The results obtained in preliminary experiments show that exogenous H2O2 caused a significant and dose-dependent increase in adventitious root number and fresh weight, similar to the promoting effect observed for treatment with IBA (Fig. 1: 1–3) (Li et al. 2009). When compared with the control, treatment with 1–100 mM H2O2 for 8 h significantly enhanced the number of adventitious roots per explant, with optimal concentrations of H2O2 ranging between 50 and 100 mM (data not shown). We confirmed that treatment with 300 μM NO donor SNP significantly increased the number of adventitious roots per explant (Fig. 1: 4, data not shown), as reported by She and Huang (2004).
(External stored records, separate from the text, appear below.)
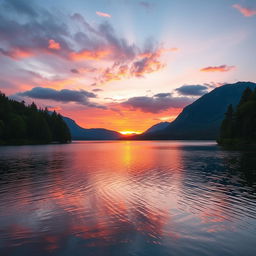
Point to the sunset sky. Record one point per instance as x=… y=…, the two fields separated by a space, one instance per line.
x=123 y=64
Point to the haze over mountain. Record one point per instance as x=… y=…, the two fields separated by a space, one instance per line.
x=79 y=133
x=202 y=118
x=157 y=127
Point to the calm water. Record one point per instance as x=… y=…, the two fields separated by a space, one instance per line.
x=127 y=198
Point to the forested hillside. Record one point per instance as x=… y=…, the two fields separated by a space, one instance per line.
x=239 y=125
x=21 y=124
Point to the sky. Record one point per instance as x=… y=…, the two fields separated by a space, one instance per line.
x=123 y=65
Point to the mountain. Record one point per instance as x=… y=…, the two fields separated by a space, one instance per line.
x=79 y=133
x=202 y=118
x=157 y=127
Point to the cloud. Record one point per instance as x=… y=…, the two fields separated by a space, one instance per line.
x=158 y=103
x=145 y=4
x=97 y=90
x=65 y=96
x=89 y=55
x=53 y=45
x=163 y=95
x=103 y=14
x=192 y=90
x=247 y=12
x=74 y=70
x=222 y=68
x=57 y=42
x=141 y=64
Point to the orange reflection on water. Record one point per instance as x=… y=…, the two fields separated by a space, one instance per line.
x=105 y=192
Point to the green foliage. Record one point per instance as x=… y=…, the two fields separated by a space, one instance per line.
x=239 y=126
x=21 y=124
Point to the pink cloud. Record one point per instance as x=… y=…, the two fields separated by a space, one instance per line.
x=53 y=45
x=89 y=55
x=222 y=68
x=103 y=14
x=247 y=12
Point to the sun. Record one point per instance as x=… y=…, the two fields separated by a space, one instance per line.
x=129 y=132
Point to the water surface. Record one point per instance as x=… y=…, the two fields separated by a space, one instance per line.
x=127 y=198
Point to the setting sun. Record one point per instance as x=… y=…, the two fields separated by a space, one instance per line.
x=129 y=132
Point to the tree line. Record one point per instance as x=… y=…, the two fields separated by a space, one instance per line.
x=239 y=125
x=26 y=124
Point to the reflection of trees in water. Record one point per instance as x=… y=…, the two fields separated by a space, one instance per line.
x=247 y=166
x=15 y=169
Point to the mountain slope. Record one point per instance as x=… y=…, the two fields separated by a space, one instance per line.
x=202 y=118
x=79 y=133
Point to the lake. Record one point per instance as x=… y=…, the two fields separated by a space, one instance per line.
x=151 y=198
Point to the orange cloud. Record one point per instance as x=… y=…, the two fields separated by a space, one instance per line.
x=103 y=14
x=247 y=12
x=222 y=68
x=89 y=55
x=54 y=45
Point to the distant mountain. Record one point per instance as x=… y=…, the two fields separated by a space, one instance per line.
x=202 y=118
x=79 y=133
x=157 y=127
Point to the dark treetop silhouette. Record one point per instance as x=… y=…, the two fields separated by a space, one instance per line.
x=238 y=128
x=21 y=124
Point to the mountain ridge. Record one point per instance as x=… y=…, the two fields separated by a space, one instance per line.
x=202 y=118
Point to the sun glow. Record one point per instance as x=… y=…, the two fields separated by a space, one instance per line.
x=129 y=132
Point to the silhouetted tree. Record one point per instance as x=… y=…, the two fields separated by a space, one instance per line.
x=21 y=124
x=239 y=127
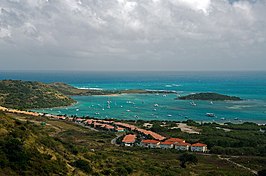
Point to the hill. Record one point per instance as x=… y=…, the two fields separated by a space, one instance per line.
x=27 y=95
x=64 y=148
x=210 y=97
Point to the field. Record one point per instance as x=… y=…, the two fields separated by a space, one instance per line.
x=68 y=148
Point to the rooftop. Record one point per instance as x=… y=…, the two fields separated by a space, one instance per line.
x=130 y=138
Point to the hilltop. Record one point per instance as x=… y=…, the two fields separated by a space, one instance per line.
x=47 y=146
x=210 y=97
x=28 y=94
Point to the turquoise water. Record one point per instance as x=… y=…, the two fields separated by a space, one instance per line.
x=250 y=86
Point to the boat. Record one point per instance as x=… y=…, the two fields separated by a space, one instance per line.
x=193 y=103
x=210 y=114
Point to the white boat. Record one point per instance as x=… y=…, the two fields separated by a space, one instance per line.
x=155 y=105
x=193 y=103
x=210 y=114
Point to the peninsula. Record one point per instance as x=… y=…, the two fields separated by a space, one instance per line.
x=209 y=96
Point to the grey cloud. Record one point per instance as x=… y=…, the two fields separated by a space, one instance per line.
x=132 y=34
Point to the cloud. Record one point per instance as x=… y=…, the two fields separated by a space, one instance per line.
x=163 y=34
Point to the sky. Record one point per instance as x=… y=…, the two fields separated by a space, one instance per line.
x=133 y=35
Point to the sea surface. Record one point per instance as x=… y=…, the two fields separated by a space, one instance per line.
x=250 y=86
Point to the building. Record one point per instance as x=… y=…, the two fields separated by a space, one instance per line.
x=150 y=143
x=129 y=140
x=177 y=140
x=182 y=146
x=119 y=129
x=199 y=147
x=166 y=145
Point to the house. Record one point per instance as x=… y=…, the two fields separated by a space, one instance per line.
x=183 y=146
x=129 y=140
x=119 y=129
x=150 y=143
x=109 y=127
x=177 y=140
x=199 y=147
x=166 y=145
x=79 y=120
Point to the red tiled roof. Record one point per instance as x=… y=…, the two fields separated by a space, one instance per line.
x=199 y=145
x=130 y=138
x=150 y=141
x=175 y=140
x=109 y=127
x=183 y=144
x=119 y=129
x=146 y=132
x=167 y=143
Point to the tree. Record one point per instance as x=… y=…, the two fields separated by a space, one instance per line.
x=187 y=158
x=262 y=172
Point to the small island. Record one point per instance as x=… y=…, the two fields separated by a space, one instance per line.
x=209 y=96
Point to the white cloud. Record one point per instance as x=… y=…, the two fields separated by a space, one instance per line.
x=154 y=30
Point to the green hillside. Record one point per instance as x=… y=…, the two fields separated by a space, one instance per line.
x=63 y=148
x=26 y=95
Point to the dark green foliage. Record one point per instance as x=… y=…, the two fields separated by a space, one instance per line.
x=27 y=94
x=24 y=160
x=187 y=158
x=262 y=172
x=209 y=96
x=83 y=165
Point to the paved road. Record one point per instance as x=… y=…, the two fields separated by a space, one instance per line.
x=239 y=165
x=113 y=141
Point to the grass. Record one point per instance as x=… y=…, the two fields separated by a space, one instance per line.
x=75 y=147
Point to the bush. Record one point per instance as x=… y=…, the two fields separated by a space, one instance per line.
x=83 y=165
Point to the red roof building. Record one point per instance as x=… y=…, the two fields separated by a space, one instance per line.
x=150 y=143
x=199 y=147
x=178 y=140
x=129 y=139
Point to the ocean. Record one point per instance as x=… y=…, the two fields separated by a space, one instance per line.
x=250 y=86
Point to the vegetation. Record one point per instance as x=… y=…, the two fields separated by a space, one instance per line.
x=187 y=158
x=28 y=95
x=210 y=97
x=65 y=148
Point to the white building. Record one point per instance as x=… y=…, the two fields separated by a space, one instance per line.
x=183 y=146
x=150 y=143
x=199 y=147
x=166 y=145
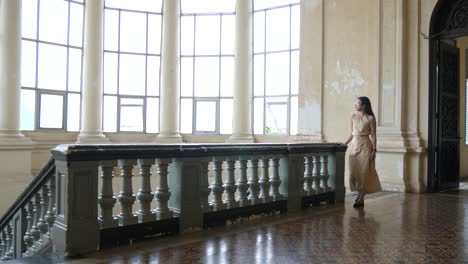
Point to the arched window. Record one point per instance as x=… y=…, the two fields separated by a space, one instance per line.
x=132 y=48
x=51 y=64
x=207 y=66
x=276 y=66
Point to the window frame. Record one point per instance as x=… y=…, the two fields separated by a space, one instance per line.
x=38 y=91
x=265 y=54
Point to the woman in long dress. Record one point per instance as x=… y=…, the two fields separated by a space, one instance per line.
x=363 y=177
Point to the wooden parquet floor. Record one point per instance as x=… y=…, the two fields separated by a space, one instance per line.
x=391 y=228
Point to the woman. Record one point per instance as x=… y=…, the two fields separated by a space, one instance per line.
x=363 y=176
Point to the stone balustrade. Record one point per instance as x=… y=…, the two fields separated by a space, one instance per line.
x=103 y=195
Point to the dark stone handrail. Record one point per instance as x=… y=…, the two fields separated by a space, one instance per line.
x=83 y=152
x=38 y=181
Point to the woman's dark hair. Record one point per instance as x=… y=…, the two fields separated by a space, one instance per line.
x=366 y=105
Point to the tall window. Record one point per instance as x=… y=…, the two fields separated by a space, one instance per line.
x=276 y=66
x=132 y=48
x=207 y=66
x=51 y=64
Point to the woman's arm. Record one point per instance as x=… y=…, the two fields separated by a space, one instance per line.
x=350 y=137
x=373 y=135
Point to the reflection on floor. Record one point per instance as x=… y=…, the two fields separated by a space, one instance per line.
x=391 y=228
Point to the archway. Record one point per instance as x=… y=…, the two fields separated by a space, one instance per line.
x=449 y=21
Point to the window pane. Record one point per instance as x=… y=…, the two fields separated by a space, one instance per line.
x=206 y=76
x=206 y=116
x=28 y=64
x=73 y=113
x=259 y=75
x=258 y=115
x=228 y=31
x=27 y=109
x=276 y=114
x=51 y=111
x=186 y=35
x=295 y=26
x=294 y=115
x=52 y=67
x=225 y=114
x=131 y=118
x=208 y=6
x=111 y=30
x=152 y=115
x=277 y=73
x=186 y=111
x=131 y=114
x=186 y=73
x=133 y=32
x=132 y=74
x=207 y=35
x=53 y=21
x=259 y=32
x=295 y=72
x=76 y=24
x=227 y=76
x=154 y=34
x=29 y=19
x=110 y=72
x=262 y=4
x=153 y=76
x=110 y=114
x=74 y=70
x=277 y=29
x=140 y=5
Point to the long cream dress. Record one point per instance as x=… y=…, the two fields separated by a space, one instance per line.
x=363 y=176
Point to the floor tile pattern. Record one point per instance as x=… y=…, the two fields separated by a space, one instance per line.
x=391 y=228
x=403 y=228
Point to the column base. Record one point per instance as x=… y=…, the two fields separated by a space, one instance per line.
x=165 y=137
x=86 y=138
x=241 y=138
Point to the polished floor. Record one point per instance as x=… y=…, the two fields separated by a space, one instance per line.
x=391 y=228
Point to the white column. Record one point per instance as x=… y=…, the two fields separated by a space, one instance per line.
x=311 y=61
x=242 y=108
x=91 y=108
x=10 y=73
x=169 y=130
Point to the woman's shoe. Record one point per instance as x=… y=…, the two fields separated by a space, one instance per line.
x=357 y=197
x=358 y=205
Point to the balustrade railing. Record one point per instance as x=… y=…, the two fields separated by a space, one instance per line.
x=90 y=196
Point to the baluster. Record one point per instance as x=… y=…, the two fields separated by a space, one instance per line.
x=8 y=255
x=126 y=196
x=308 y=176
x=162 y=192
x=242 y=183
x=275 y=180
x=254 y=186
x=324 y=173
x=106 y=198
x=50 y=215
x=316 y=175
x=230 y=185
x=2 y=245
x=204 y=189
x=36 y=211
x=145 y=196
x=217 y=188
x=42 y=225
x=28 y=239
x=265 y=180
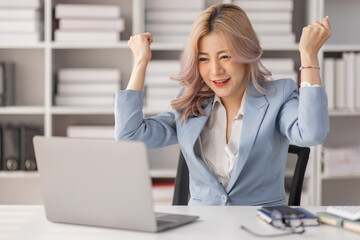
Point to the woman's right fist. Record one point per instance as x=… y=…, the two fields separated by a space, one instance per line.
x=140 y=46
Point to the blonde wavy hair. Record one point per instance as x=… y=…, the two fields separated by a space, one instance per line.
x=233 y=25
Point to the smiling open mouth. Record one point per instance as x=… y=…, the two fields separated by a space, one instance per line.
x=220 y=83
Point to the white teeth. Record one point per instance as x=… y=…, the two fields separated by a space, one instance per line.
x=220 y=81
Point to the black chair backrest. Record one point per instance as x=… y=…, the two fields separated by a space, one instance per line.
x=294 y=177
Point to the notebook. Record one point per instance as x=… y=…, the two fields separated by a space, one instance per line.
x=101 y=183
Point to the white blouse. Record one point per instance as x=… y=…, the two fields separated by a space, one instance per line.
x=219 y=156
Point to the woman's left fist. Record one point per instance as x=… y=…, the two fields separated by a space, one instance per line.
x=314 y=36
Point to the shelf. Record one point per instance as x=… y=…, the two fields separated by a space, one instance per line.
x=167 y=46
x=163 y=173
x=19 y=174
x=266 y=47
x=22 y=110
x=9 y=45
x=90 y=45
x=349 y=177
x=81 y=110
x=154 y=111
x=341 y=47
x=337 y=113
x=280 y=47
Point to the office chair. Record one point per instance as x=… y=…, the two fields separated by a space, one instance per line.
x=294 y=176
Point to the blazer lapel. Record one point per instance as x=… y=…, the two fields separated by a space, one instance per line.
x=194 y=126
x=255 y=110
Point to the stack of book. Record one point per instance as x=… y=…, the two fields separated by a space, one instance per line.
x=341 y=81
x=170 y=21
x=343 y=161
x=16 y=147
x=346 y=217
x=92 y=87
x=271 y=19
x=88 y=22
x=163 y=192
x=21 y=21
x=7 y=84
x=281 y=68
x=159 y=159
x=160 y=89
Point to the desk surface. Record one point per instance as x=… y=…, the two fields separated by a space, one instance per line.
x=29 y=222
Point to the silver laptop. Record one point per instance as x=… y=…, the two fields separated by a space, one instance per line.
x=102 y=183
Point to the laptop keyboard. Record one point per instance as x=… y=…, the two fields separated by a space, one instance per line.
x=164 y=219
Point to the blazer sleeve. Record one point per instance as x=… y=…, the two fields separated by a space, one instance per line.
x=157 y=131
x=304 y=119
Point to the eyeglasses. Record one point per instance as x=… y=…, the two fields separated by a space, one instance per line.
x=292 y=222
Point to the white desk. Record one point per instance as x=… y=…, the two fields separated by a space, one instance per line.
x=29 y=222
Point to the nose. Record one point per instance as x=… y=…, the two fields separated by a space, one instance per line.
x=216 y=68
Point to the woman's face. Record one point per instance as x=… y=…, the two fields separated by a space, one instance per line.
x=218 y=69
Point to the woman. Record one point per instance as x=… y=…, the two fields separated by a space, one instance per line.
x=233 y=125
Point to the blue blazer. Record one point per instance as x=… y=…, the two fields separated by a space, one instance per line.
x=270 y=121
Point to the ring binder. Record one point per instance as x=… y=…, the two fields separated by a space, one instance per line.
x=11 y=145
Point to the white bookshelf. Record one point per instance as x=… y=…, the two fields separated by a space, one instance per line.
x=35 y=81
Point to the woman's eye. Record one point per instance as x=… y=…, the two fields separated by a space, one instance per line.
x=225 y=57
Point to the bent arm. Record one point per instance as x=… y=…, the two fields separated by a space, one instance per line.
x=157 y=131
x=304 y=120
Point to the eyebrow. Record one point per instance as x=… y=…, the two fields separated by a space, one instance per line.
x=222 y=51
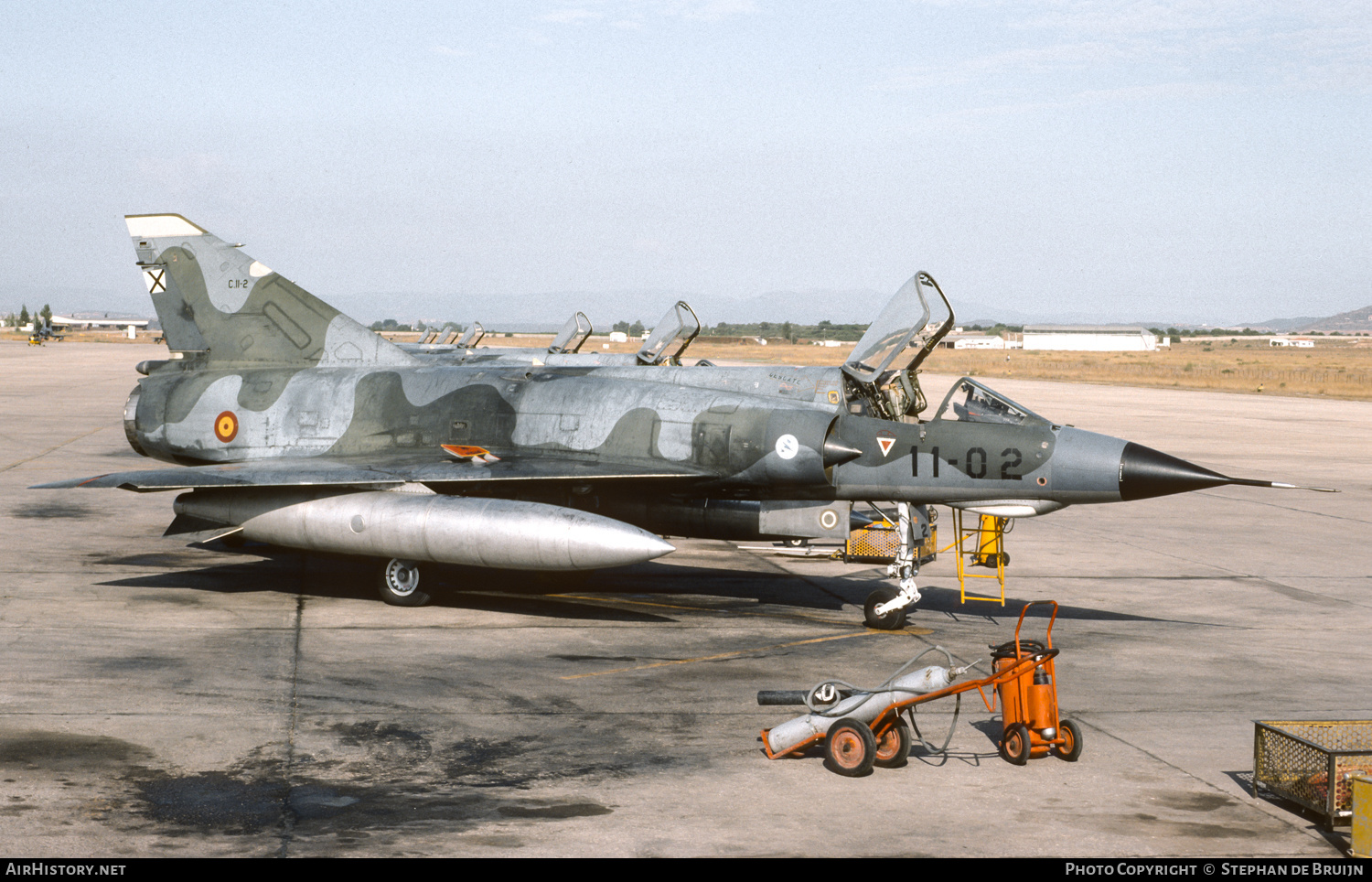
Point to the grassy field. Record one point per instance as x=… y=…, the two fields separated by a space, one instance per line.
x=1335 y=368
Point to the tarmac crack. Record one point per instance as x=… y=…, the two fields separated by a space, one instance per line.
x=287 y=772
x=1286 y=508
x=40 y=454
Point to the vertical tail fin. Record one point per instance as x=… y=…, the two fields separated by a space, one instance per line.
x=213 y=298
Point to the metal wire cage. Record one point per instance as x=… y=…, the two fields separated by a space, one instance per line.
x=1312 y=761
x=877 y=543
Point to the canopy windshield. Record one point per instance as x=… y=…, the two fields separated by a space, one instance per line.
x=573 y=335
x=973 y=403
x=472 y=337
x=671 y=337
x=888 y=338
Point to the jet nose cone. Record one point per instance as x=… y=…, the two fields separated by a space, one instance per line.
x=1146 y=472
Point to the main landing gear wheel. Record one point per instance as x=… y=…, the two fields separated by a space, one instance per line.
x=894 y=747
x=1014 y=745
x=894 y=620
x=1070 y=747
x=400 y=583
x=851 y=748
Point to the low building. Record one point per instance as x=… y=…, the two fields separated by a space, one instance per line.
x=1091 y=338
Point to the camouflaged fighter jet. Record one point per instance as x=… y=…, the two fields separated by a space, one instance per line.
x=294 y=425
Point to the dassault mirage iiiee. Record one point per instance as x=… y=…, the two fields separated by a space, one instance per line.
x=294 y=425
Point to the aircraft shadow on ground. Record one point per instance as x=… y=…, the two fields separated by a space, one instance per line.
x=531 y=593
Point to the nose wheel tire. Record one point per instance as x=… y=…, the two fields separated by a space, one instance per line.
x=1014 y=745
x=851 y=748
x=400 y=583
x=894 y=620
x=1070 y=747
x=894 y=747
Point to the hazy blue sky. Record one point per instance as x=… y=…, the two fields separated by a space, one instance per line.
x=1185 y=161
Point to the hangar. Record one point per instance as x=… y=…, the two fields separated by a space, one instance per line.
x=1091 y=338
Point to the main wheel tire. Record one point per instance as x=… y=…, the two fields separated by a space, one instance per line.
x=400 y=583
x=1015 y=744
x=894 y=620
x=1070 y=747
x=851 y=748
x=894 y=747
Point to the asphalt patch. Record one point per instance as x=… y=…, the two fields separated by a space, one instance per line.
x=47 y=511
x=65 y=752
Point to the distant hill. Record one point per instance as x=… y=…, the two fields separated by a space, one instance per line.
x=1346 y=323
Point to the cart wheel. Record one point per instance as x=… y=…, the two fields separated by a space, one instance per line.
x=891 y=621
x=894 y=747
x=1070 y=747
x=851 y=748
x=1014 y=745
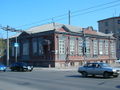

Treatment of seedlings with 10 μM DPI, a specific inhibitor of H2O2 production (Desikan et al. 2004), completely inhibited adventitious rooting. When DPI was used in combination with SNP, SNP could not mitigate the inhibitory effect of DPI on rooting (data not shown). However, treatment with cPTIO (a specific NO scavenger) or l-NNA (a NO synthase inhibitor) (Hu et al. 2005; Bright et al. 2006) did not inhibit adventitious rooting (Fig. 1: 5, 8; Fig. 2). When either cPTIO or l-NNA was used in combination with H2O2 or IBA, cPTIO or l-NNA had no inhibitory effect on H2O2- or IBA-induced increases in the number (and fresh weight; data not shown) of adventitious roots (Fig. 1: 6, 7, 9, 10; Fig. 2). These results indicate that H2O2 is involved in the NO-independent signaling pathway or acts as a downstream component in the NO signaling pathway suggested by Bright et al. (2006), during adventitious rooting.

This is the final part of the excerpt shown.